Easter 2021 Letter


In the Baptismal Covenant the pastor asks, “Do you believe in God the Father?” The congregation answers with the first two lines of The Apostles’ Creed, “I believe in God, the Father Almighty, creator of heaven and earth.” The pastor asks two additional questions, “Do you believe in Jesus Christ?” and “Do you believe in the Holy Spirit?” Each time the congregation responds with the appropriate and succeeding lines from The Apostles’ Creed.

According to folklore, The Apostles’ Creed was piecemealed together by Jesus’ apostles. Historically, The Apostles’ Creed was used in the early church to summarize the important doctrines of the Christian Faith. The Apostles’ Creed functioned as a kind of catechesis (a fancy word for teaching) that prepared believers for the waters of Holy Baptism.

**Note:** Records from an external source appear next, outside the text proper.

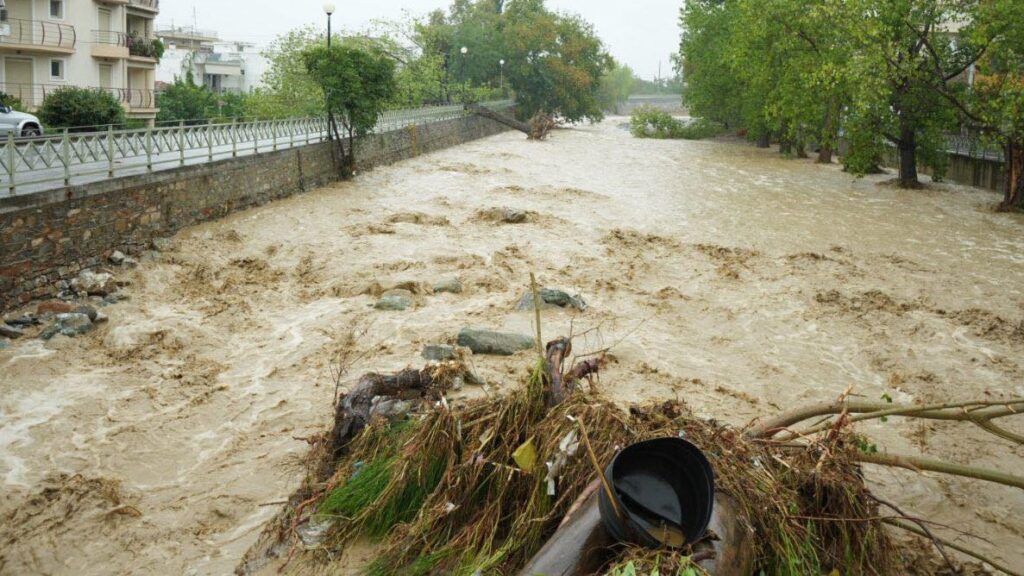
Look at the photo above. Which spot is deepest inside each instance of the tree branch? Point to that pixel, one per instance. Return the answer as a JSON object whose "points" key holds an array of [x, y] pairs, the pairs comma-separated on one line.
{"points": [[953, 545], [918, 463]]}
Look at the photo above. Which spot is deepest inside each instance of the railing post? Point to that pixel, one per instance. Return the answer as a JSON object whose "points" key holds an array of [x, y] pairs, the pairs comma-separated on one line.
{"points": [[110, 151], [148, 150], [181, 141], [11, 157], [66, 157]]}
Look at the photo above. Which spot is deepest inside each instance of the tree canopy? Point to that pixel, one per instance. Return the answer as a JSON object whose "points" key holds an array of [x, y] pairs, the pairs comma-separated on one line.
{"points": [[892, 76]]}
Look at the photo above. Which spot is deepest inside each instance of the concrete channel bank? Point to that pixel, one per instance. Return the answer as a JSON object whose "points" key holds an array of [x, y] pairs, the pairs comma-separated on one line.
{"points": [[51, 236]]}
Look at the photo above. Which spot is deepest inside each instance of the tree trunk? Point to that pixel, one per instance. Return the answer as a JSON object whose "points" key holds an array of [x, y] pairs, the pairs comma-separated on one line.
{"points": [[907, 148], [1013, 198], [828, 134]]}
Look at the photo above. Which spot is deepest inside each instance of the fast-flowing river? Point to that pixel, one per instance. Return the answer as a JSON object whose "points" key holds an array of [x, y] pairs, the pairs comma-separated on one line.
{"points": [[739, 281]]}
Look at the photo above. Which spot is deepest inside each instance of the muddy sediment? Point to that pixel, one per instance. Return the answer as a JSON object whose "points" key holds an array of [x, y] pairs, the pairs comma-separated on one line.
{"points": [[730, 278]]}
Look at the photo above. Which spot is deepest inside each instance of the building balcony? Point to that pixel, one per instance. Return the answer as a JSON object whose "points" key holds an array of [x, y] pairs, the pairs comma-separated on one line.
{"points": [[32, 95], [110, 44], [37, 36], [147, 5]]}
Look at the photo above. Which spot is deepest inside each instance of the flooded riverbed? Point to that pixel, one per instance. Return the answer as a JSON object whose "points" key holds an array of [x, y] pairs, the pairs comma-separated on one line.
{"points": [[723, 275]]}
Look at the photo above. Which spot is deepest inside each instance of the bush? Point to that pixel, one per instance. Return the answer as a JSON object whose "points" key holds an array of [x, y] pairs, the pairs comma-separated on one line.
{"points": [[13, 101], [648, 122], [81, 109]]}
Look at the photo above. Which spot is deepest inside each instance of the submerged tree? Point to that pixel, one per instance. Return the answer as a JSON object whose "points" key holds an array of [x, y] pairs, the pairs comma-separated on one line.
{"points": [[356, 85], [555, 62]]}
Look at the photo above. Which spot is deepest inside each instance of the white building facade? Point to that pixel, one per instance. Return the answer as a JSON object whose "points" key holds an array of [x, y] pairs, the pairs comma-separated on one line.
{"points": [[219, 65], [46, 44]]}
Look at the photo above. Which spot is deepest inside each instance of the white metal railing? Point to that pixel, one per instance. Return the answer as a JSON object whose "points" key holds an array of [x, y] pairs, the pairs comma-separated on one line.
{"points": [[39, 163]]}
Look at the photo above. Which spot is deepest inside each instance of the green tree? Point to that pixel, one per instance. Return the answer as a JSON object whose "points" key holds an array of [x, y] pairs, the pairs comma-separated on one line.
{"points": [[290, 90], [555, 62], [185, 101], [356, 85], [615, 87], [81, 109]]}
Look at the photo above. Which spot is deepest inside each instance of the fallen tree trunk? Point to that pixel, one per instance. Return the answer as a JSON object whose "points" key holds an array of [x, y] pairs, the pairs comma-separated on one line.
{"points": [[582, 545], [353, 411], [500, 118]]}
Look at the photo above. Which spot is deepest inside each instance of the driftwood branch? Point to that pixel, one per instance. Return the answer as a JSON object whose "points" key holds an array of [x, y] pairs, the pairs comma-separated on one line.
{"points": [[352, 412], [979, 413], [953, 545], [919, 463]]}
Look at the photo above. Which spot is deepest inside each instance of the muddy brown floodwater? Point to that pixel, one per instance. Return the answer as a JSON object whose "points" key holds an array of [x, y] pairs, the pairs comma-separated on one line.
{"points": [[726, 276]]}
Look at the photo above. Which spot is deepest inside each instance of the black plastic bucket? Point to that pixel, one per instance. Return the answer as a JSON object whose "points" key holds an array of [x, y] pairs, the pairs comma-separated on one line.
{"points": [[666, 491]]}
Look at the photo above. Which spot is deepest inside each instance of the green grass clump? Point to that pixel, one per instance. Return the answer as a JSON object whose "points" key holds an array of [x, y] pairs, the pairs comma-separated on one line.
{"points": [[648, 122], [352, 497]]}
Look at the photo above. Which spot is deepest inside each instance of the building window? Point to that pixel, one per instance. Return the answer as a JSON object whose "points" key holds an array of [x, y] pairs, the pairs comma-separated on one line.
{"points": [[56, 70]]}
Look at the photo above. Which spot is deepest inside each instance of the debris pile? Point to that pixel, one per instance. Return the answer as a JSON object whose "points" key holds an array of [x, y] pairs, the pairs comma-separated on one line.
{"points": [[478, 489]]}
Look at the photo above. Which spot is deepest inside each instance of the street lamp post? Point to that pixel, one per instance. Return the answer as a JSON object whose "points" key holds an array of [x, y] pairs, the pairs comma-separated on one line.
{"points": [[329, 9], [465, 88], [331, 129]]}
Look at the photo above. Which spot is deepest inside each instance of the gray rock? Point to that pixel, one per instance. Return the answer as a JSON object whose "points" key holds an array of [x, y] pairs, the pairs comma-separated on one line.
{"points": [[451, 285], [87, 311], [314, 532], [513, 216], [23, 321], [163, 244], [68, 324], [9, 331], [438, 353], [498, 343], [390, 408], [94, 284], [394, 300], [552, 297]]}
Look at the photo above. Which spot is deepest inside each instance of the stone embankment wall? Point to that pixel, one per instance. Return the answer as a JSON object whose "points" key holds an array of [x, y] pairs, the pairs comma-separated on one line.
{"points": [[51, 236]]}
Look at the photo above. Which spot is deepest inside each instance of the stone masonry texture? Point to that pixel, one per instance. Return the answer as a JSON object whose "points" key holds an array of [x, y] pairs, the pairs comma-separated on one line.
{"points": [[51, 236]]}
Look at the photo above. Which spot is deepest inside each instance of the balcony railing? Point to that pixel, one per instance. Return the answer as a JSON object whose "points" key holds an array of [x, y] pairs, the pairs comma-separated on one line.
{"points": [[142, 46], [34, 94], [148, 4], [36, 33], [110, 37]]}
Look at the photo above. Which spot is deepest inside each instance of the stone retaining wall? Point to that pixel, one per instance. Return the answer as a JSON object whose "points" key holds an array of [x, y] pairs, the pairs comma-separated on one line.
{"points": [[51, 236]]}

I am drawn to the ancient words of The Apostles’ Creed; they are time-tested having stood through various pandemics, revolutions, cultural shifts, technological advances, economic depressions, the fall and rise of nations, famine, and massive storms. The seventeen (17) lines of The Apostles’ Creed continue to stand as a powerful and sturdy witness to the Faith, especially in uncertain times.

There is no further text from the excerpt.